Canarias tiene la menor brecha salarial de género de toda España, un 9 %, frente a casi el 19 % de media estatal.
Sin embargo, lo que es una buena noticia en el ámbito de la igualdad, no lo es para el conjunto de personas trabajadoras. “Esta brecha salarial es menor es producto a su vez de unos salarios mucho más bajos, donde ni siquiera los hombres salen beneficiados. Y, sobre todo, de una estructura productiva basada en sectores de bajo valor añadido, estacionales y parciales. Es decir, aquí los sectores feminizados y menos remunerados se extienden a toda la población, no solo a las mujeres”, resume Itahisa Torres Hernández, Secretaria de Organización de USO-CANARIAS.
Son las conclusiones principales que, con respecto a Canarias, se extraen del informe “Brecha salarial de género por sectores productivos”, que USO ha presentado en Madrid con motivo del 8M.
“En el conjunto nacional, la brecha es mayor porque las mujeres están muy concentradas en los sectores de servicios y atención, incluyendo hostelería o servicios de ocio. Sufren por lo tanto jornadas reducidas, trabajos temporales o estacionales, y, además, los salarios bajos que acompañan a esos sectores. El problema canario es que esa es la tónica para todo el mundo.
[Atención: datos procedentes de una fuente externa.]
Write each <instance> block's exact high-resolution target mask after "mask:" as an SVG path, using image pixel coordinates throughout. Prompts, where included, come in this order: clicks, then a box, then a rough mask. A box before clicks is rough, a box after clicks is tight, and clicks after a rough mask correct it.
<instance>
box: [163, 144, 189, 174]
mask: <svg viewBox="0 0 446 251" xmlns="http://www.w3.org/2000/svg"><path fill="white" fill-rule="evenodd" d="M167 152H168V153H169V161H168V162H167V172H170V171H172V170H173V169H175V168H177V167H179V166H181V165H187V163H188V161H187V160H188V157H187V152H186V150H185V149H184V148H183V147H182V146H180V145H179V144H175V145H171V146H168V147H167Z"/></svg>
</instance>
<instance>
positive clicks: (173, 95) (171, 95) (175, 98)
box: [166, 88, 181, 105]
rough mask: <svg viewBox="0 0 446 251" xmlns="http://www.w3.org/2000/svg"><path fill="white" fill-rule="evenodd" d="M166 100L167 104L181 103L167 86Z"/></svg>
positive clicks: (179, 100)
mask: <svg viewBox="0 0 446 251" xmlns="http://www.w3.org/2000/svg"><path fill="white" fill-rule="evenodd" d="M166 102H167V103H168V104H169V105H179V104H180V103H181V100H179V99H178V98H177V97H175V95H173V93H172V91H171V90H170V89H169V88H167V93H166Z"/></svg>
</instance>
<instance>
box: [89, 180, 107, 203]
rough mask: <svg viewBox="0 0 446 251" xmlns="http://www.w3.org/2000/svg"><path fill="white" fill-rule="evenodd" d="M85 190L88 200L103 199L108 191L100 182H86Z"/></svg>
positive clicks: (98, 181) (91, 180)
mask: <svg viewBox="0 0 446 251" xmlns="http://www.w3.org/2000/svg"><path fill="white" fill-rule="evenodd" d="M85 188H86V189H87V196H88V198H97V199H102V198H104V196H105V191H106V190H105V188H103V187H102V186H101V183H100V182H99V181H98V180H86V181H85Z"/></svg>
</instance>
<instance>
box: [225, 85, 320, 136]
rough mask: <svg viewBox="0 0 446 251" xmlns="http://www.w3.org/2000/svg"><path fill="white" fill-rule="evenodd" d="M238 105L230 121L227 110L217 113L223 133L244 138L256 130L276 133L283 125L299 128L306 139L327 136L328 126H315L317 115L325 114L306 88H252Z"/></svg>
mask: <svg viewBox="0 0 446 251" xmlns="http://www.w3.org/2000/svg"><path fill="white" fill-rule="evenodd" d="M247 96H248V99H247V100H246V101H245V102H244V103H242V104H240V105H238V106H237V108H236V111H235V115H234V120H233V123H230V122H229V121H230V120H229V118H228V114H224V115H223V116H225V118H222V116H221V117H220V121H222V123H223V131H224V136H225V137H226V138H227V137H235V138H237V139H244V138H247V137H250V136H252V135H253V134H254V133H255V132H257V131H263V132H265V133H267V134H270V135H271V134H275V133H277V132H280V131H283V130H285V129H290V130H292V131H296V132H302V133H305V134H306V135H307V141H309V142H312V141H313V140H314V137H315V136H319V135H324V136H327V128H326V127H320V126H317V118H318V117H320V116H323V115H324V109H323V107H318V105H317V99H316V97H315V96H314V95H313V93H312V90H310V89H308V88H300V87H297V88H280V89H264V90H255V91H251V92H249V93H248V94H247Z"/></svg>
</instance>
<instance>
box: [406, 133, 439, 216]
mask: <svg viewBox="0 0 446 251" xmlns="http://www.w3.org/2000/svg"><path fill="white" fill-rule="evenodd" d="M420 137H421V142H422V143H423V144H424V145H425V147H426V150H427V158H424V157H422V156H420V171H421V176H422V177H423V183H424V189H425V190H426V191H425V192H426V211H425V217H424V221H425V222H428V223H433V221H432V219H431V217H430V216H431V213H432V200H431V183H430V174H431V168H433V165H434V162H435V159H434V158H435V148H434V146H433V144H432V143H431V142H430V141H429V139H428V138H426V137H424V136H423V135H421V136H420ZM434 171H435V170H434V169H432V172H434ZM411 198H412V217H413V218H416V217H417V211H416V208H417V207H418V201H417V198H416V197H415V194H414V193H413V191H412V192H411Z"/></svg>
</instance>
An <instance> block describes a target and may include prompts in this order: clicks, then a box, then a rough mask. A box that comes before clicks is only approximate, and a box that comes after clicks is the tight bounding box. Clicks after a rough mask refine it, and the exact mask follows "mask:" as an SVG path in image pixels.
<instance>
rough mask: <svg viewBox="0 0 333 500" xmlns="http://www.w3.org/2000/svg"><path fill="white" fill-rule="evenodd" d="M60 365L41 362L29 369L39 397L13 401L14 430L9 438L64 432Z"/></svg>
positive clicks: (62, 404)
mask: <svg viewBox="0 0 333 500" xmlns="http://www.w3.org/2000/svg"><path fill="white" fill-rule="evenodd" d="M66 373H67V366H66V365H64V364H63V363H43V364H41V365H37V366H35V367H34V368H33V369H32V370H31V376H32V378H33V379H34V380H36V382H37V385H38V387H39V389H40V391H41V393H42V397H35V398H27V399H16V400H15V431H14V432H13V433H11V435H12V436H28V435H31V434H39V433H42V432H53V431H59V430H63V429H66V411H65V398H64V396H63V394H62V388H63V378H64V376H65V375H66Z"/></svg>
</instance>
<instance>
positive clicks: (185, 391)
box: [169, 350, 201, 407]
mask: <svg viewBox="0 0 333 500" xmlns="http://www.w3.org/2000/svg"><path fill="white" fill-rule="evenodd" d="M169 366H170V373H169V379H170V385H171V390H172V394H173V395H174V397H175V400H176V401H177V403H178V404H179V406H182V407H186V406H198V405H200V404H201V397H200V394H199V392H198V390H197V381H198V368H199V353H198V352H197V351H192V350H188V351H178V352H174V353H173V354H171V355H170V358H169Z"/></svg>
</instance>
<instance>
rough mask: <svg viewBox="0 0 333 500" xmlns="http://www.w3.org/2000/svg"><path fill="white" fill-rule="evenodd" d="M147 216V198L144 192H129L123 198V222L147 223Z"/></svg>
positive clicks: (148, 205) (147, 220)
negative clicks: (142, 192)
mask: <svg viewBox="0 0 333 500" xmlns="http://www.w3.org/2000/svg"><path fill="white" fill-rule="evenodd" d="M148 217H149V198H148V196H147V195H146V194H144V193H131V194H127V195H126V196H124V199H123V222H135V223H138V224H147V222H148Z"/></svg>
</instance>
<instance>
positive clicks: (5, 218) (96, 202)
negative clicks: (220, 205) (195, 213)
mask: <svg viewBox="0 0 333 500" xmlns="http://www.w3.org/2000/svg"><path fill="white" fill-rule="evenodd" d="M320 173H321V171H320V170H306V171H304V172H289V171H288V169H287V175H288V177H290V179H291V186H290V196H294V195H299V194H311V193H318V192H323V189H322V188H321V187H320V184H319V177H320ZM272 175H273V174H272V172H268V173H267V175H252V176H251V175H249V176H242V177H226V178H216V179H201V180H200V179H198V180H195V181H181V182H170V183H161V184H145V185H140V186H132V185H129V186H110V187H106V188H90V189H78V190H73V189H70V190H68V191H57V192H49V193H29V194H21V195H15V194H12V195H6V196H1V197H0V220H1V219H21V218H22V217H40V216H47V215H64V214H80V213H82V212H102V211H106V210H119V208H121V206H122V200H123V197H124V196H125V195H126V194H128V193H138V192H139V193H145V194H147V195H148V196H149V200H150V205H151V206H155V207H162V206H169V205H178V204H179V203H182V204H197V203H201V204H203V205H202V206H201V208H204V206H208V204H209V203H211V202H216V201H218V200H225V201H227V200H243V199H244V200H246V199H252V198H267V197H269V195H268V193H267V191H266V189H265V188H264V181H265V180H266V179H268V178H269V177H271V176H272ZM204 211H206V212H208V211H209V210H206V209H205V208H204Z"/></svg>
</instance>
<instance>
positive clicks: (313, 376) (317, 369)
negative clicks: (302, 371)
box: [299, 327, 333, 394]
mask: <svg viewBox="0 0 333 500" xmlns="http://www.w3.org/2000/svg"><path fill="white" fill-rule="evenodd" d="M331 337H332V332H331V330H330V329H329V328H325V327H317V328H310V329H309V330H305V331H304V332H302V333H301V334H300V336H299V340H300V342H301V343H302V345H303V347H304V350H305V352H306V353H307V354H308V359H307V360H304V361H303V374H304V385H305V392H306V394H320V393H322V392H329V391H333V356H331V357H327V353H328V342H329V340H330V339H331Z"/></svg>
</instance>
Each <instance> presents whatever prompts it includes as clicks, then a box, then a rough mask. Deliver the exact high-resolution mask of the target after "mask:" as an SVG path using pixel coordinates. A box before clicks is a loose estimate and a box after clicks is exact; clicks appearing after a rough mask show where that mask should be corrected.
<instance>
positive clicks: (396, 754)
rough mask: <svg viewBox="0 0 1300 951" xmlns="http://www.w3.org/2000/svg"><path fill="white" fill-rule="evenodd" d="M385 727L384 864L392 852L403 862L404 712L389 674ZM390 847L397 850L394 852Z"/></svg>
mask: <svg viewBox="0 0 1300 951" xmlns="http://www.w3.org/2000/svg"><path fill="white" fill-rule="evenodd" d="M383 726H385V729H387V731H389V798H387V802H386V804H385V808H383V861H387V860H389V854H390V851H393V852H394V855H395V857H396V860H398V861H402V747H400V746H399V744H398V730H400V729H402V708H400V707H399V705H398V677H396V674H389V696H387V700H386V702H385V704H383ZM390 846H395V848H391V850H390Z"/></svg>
Y lo que podría ser una buena noticia para la igualdad, se convierte en que los salarios y las condiciones laborales son casi igual de malos para todos”, refuta Itahisa.
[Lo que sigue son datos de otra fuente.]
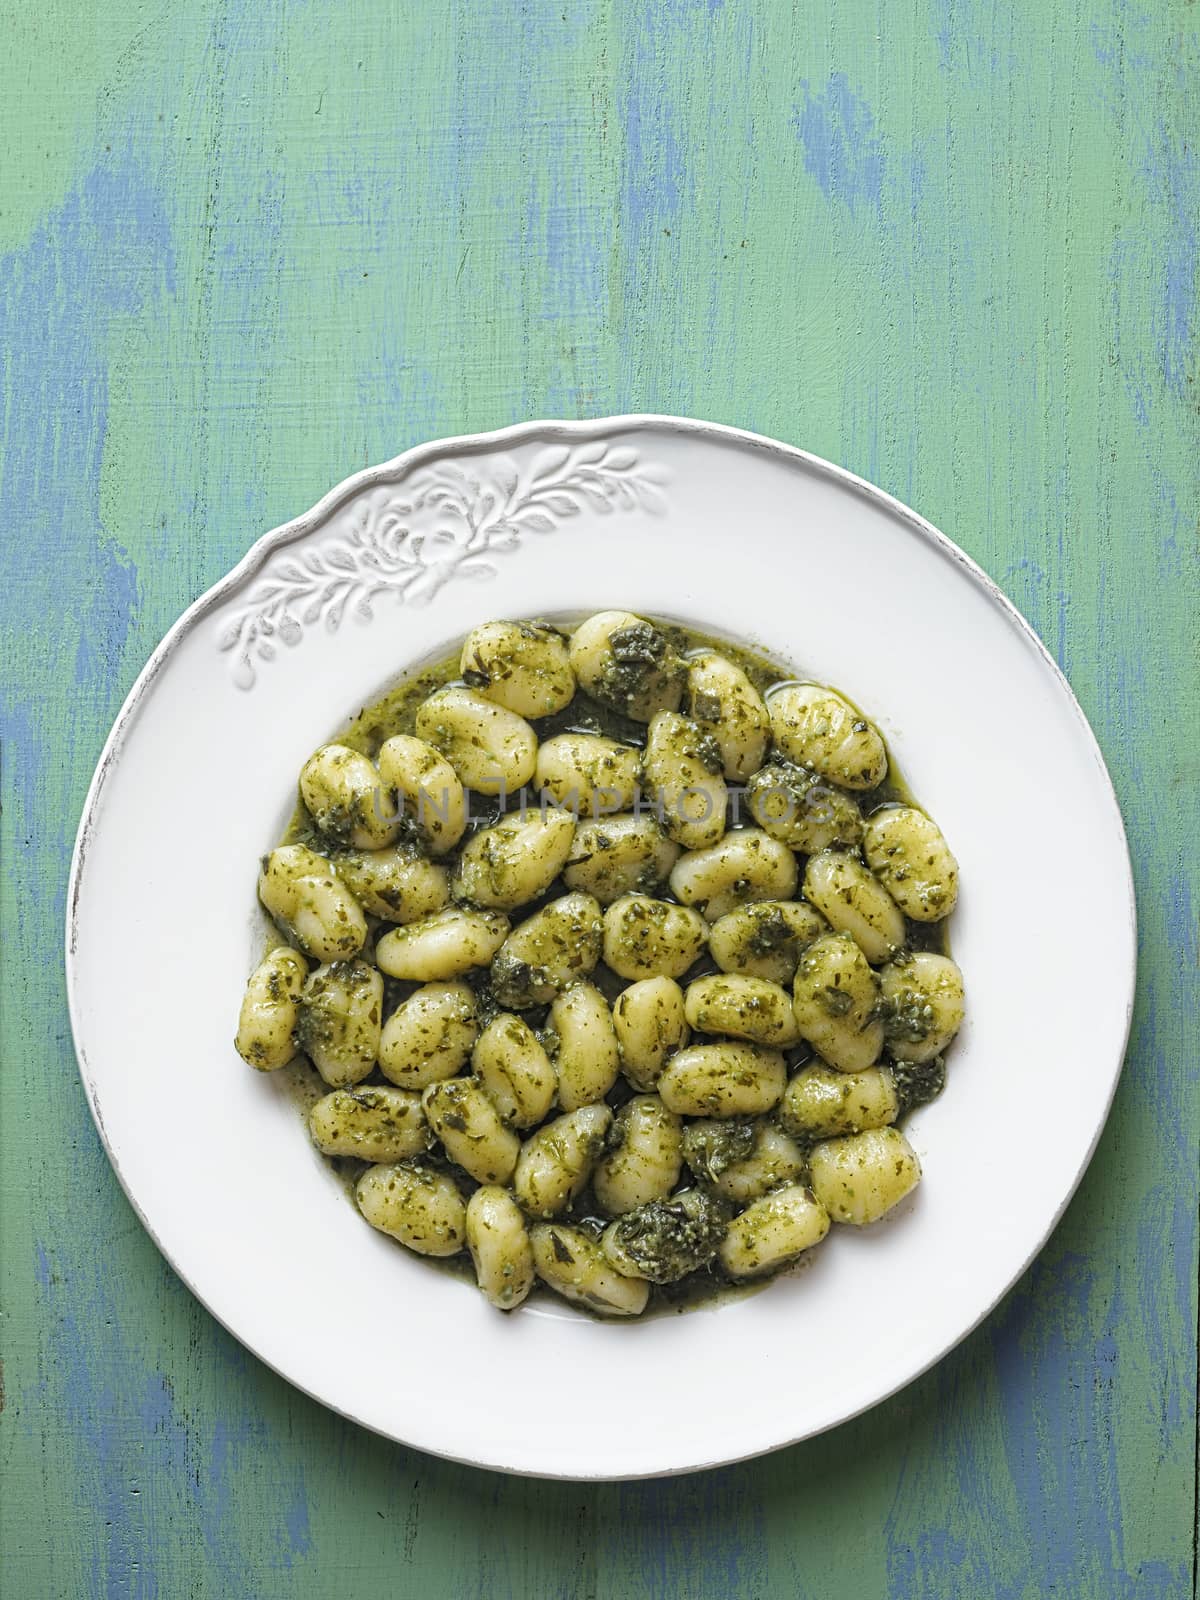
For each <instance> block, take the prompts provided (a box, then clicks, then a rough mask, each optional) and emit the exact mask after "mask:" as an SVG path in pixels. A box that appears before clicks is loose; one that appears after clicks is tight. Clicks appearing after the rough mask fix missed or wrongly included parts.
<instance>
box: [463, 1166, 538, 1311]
mask: <svg viewBox="0 0 1200 1600" xmlns="http://www.w3.org/2000/svg"><path fill="white" fill-rule="evenodd" d="M466 1226H467V1250H469V1251H470V1261H472V1266H474V1267H475V1280H477V1283H478V1286H480V1288H482V1290H483V1293H485V1294H486V1298H488V1299H490V1301H491V1304H493V1306H494V1307H496V1309H498V1310H515V1309H517V1306H520V1304H522V1301H523V1299H525V1298H526V1294H528V1293H530V1290H531V1288H533V1278H534V1269H533V1245H531V1243H530V1232H528V1229H526V1226H525V1216H523V1213H522V1208H520V1206H518V1205H517V1202H515V1200H514V1198H512V1195H510V1194H509V1190H507V1189H499V1187H498V1186H494V1184H485V1186H483V1187H482V1189H477V1190H475V1194H474V1195H472V1197H470V1200H469V1202H467V1218H466Z"/></svg>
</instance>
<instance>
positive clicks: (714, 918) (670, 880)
mask: <svg viewBox="0 0 1200 1600" xmlns="http://www.w3.org/2000/svg"><path fill="white" fill-rule="evenodd" d="M797 878H798V867H797V864H795V856H794V854H792V851H790V850H789V848H787V845H781V843H779V842H778V840H774V838H771V837H770V835H768V834H763V830H762V829H758V827H738V829H734V830H733V832H731V834H726V835H725V838H722V840H720V842H718V843H715V845H709V848H707V850H690V851H688V853H686V854H683V856H680V858H678V861H677V862H675V867H674V870H672V874H670V890H672V893H674V894H675V896H677V898H678V899H682V901H683V904H685V906H696V907H698V909H699V912H701V915H702V917H704V918H706V922H718V920H720V918H722V917H728V914H730V912H731V910H736V909H738V907H739V906H746V904H747V902H750V901H763V899H770V901H786V899H789V898H790V896H792V894H794V893H795V885H797Z"/></svg>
Cuanto más bajos son los salarios de cada sector, menos brecha de género encontramos. Por ejemplo, en el campo es solo del 3 %, pero hablamos de salarios anuales tremendamente bajos (14.491 euros) y pocas personas asalariadas.
“Sin embargo, cuando nos vamos a los sectores con mejores condiciones, como la industria extractiva o la industria, la tónica es la desigualdad. De hecho, más que duplicamos la brecha nacional en el primero, con un 27 %, y en industria, el 22 %. Y es más, en los sectores tradicionalmente feminizados y que son la base del trabajo en Canarias, como el comercio o los servicios a empresas, las mujeres son similar o mayor fuerza de trabajo que los hombres, pero la brecha salarial supera el 20 %”, analiza la secretaria de organización de USO-Canarias.
Esto se debe, en su opinión, “a que, incluso dentro de los mismos sectores, los hombres se ven beneficiados de mejores puestos o pluses relacionados con la responsabilidad y la disponibilidad, y también con la acumulación de antigüedad, que en muchos casos nosotras no tenemos por haber interrumpido nuestras carreras por la maternidad u otro tipo de cuidados”.
Incluso en el sector con más mujeres trabajadoras, el de los servicios sociales, donde las mujeres suponen casi 150.000 trabajadoras frente a 90.000 hombres, la media salarial los beneficia, con un 13 % más.
“Las mujeres cuidan, atienden, tienen los puestos de base y también los trabajos por horas, con jornadas reducidas. Los hombres, incluso trabajando en este sector, ocupan los segmentos menos precarizados o de jefaturas”, lamenta Itahisa Torres.